My brother excelled in everything involving words—from composing song lyrics and essays to dominating Scrabble games and inserting witty comments into conversations at just the right moment. I played softball and ran track. And I rode my yellow Schwinn ten-speed down country roads stretching between corn and soybean fields, past herds of Black Angus cattle and silos filled with grain. The labels fit, though deep down, secretly, I wanted to be a writer, too.
Three years after Charlie graduated high school, I sat in Miss Flint’s Senior English class. Miss Flint told us we would keep a journal chronicling our senior year, creating at least five entries per week…She held up three examples of some of the best she’d ever seen—journals from past students whose work she adored.

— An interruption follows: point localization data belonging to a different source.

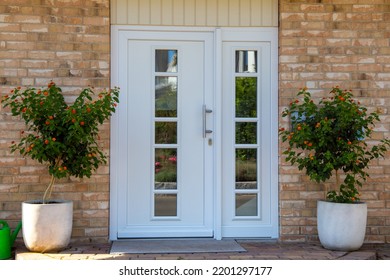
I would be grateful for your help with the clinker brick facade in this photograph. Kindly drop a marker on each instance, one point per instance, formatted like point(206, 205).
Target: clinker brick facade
point(67, 42)
point(322, 43)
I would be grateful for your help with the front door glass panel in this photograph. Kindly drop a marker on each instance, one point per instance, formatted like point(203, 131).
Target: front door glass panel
point(165, 132)
point(246, 134)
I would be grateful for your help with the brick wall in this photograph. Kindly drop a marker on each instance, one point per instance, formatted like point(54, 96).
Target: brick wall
point(66, 41)
point(324, 43)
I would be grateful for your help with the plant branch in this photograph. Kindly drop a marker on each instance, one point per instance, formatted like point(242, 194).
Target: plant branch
point(49, 189)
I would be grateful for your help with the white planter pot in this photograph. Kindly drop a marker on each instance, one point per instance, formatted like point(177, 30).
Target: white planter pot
point(47, 227)
point(341, 226)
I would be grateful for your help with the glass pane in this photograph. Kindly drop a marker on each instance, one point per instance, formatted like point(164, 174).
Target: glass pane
point(165, 132)
point(165, 205)
point(165, 169)
point(246, 61)
point(166, 61)
point(246, 133)
point(246, 204)
point(246, 169)
point(166, 97)
point(246, 97)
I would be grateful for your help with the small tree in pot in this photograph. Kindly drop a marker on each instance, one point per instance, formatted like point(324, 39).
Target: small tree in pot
point(63, 136)
point(329, 138)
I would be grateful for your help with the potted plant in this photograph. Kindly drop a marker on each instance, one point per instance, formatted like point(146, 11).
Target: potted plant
point(64, 137)
point(330, 139)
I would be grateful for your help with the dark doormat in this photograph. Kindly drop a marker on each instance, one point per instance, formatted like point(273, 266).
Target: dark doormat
point(162, 246)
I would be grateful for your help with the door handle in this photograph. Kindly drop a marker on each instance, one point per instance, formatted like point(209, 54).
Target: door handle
point(205, 112)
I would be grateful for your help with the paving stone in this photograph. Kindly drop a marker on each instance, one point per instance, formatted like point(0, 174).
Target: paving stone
point(255, 250)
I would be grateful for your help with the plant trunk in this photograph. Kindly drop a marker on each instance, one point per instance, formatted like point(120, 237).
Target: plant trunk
point(47, 194)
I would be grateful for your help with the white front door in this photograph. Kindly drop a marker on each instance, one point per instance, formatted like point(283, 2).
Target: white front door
point(167, 129)
point(194, 139)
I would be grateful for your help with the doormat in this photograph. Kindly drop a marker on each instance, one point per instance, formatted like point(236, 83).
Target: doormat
point(163, 246)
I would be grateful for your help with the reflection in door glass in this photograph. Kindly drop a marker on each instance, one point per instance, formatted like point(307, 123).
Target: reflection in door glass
point(246, 132)
point(166, 61)
point(246, 204)
point(246, 97)
point(165, 169)
point(246, 169)
point(166, 97)
point(165, 205)
point(246, 61)
point(165, 133)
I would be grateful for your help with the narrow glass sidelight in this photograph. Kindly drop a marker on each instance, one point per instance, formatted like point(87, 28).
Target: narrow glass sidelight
point(246, 61)
point(246, 97)
point(165, 193)
point(246, 135)
point(166, 96)
point(166, 61)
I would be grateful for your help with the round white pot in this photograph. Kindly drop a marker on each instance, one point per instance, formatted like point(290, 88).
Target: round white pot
point(47, 227)
point(341, 226)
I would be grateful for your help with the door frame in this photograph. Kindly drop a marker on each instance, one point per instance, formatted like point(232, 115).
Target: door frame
point(269, 34)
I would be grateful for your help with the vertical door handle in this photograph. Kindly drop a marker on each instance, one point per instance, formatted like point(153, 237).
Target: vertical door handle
point(205, 112)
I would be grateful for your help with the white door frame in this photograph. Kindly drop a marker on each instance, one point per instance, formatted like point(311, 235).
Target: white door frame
point(220, 34)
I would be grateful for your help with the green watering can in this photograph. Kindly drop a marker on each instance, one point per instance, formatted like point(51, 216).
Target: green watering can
point(7, 239)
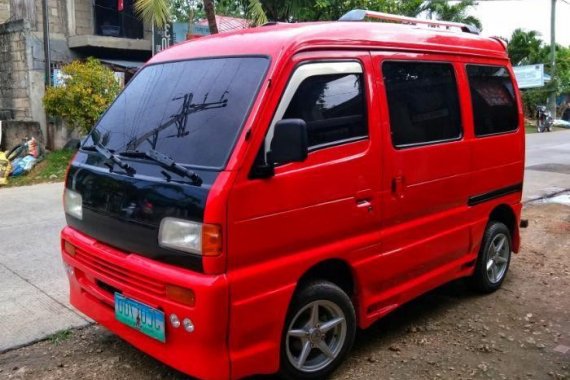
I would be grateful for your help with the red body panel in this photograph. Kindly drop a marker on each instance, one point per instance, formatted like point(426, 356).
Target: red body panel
point(416, 231)
point(202, 353)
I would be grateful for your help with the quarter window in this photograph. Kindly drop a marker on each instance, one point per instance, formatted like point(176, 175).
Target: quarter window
point(493, 100)
point(422, 101)
point(333, 106)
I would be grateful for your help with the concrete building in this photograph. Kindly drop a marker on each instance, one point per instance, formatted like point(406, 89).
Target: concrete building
point(105, 29)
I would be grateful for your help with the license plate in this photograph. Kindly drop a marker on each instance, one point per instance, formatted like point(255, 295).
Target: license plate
point(146, 319)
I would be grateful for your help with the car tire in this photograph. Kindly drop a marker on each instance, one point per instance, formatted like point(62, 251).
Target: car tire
point(494, 258)
point(318, 333)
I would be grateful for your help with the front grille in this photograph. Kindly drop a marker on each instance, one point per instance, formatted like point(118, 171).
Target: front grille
point(118, 274)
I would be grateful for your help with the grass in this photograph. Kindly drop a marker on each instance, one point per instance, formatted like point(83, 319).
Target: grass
point(50, 169)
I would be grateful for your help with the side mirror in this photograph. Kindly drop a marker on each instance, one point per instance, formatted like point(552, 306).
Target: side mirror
point(290, 142)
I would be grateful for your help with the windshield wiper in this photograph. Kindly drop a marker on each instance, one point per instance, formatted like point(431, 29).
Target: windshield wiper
point(110, 156)
point(166, 162)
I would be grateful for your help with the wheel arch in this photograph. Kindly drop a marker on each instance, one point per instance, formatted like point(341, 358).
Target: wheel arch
point(337, 271)
point(505, 214)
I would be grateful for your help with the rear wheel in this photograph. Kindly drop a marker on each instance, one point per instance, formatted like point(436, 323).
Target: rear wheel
point(319, 331)
point(494, 258)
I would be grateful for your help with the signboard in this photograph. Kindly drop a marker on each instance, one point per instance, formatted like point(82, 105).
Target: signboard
point(530, 76)
point(162, 38)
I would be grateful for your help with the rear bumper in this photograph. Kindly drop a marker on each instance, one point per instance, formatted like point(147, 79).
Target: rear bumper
point(98, 270)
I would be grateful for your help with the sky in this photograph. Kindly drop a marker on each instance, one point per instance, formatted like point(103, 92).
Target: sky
point(502, 17)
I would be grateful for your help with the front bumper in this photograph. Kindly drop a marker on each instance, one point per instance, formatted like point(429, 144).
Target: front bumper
point(99, 270)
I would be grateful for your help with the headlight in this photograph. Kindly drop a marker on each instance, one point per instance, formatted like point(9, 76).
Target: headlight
point(188, 236)
point(73, 203)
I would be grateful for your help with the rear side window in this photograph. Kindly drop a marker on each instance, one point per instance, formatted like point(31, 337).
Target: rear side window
point(423, 102)
point(333, 106)
point(493, 100)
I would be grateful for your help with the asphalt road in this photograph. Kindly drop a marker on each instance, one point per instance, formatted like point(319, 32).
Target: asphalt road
point(33, 285)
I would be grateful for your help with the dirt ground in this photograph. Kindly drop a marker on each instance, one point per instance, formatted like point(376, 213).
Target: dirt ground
point(520, 332)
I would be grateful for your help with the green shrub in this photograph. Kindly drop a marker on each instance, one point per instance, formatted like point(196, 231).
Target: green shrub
point(88, 89)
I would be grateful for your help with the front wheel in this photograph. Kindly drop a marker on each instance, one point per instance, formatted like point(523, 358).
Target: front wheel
point(319, 331)
point(494, 258)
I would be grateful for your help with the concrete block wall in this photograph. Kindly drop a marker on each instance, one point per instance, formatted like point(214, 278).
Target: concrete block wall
point(84, 17)
point(15, 73)
point(57, 16)
point(4, 10)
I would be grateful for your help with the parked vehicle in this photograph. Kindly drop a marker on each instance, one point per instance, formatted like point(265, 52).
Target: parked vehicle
point(250, 199)
point(544, 119)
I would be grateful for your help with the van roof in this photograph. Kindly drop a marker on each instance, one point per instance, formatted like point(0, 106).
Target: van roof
point(287, 38)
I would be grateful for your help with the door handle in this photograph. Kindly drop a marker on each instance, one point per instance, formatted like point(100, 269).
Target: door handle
point(364, 200)
point(398, 185)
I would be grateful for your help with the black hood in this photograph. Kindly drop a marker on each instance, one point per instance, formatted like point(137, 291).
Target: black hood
point(125, 211)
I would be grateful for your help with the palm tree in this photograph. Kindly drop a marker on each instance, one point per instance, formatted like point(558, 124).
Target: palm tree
point(210, 11)
point(524, 47)
point(157, 12)
point(443, 10)
point(153, 12)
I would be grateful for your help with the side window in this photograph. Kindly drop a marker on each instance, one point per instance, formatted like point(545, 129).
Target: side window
point(493, 100)
point(333, 106)
point(422, 101)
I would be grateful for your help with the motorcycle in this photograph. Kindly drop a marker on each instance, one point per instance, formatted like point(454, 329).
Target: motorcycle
point(544, 119)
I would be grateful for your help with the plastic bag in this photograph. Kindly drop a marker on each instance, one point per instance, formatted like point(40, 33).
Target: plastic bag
point(22, 165)
point(5, 169)
point(33, 149)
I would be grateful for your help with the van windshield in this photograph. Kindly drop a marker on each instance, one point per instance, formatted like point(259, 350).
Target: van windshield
point(191, 111)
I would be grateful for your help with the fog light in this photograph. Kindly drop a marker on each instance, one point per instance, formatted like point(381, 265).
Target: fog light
point(174, 321)
point(188, 325)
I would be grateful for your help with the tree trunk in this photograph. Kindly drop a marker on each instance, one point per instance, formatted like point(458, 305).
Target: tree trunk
point(211, 16)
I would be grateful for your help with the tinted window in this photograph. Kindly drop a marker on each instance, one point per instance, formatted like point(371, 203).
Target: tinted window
point(423, 102)
point(191, 111)
point(493, 99)
point(333, 106)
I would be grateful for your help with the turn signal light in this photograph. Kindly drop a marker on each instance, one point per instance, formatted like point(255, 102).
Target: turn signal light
point(211, 240)
point(180, 295)
point(69, 248)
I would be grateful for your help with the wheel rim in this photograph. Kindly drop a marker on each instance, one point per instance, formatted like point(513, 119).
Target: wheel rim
point(316, 336)
point(498, 258)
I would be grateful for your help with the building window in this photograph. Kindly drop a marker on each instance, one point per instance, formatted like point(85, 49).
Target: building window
point(333, 106)
point(116, 18)
point(423, 102)
point(493, 99)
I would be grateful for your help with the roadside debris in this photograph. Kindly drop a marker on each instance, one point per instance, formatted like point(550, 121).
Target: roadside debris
point(20, 159)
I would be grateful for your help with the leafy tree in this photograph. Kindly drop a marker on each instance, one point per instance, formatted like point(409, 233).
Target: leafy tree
point(88, 90)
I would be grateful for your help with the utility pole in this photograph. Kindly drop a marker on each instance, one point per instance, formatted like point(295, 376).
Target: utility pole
point(552, 97)
point(47, 54)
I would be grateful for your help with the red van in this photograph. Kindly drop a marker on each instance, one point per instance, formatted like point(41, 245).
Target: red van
point(252, 198)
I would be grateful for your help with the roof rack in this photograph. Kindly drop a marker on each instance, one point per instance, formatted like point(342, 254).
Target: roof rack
point(361, 14)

One was Charlie’s. I recognized it immediately, having gazed at it many times while he worked on it during his senior year. She passed them around for students to flip through. When Charlie’s came to me, I opened it, noting his handwriting—a combination of big printed letters and rounded cursive. The content mingled light humor and occasional sarcasm with spot-on descriptions of people and situations. For one page, he cut letters from newspapers to compose an amusing ransom note.
I studied the pages, wishing I could copy his techniques. Then I passed it to the person behind me.
At the end of my senior year, Miss Flint didn’t ask to keep my journal.
Stuck in a Fixed Mindset
You can read the rest of my story in a two-part series, but I share this excerpt to illustrate how I grew up with a fixed mindset. I was labeled the athlete, not the writer. The natural ability—the gift—of writing was bestowed on others in my family, not me. Therefore, with a fixed mindset, I concluded I could not become a writer.
But I was hungry to learn and grow in as many ways as possible in life, even if I never wrote.
A natural autodidact, I loved the library, filled as it was with mentors, coaches, and teachers available to me for free, in the form of books. I scoured the place in search of satisfying my curiosity, gravitating to the nonfiction selection a bit more than fiction—even though I loved stories—because I wanted to learn.
I’d check out stacks of books, gleaning what I could in two or three weeks’ time, getting answers to my questions, then returning those books a couple of weeks later to pile on another stack of information to take home and devour.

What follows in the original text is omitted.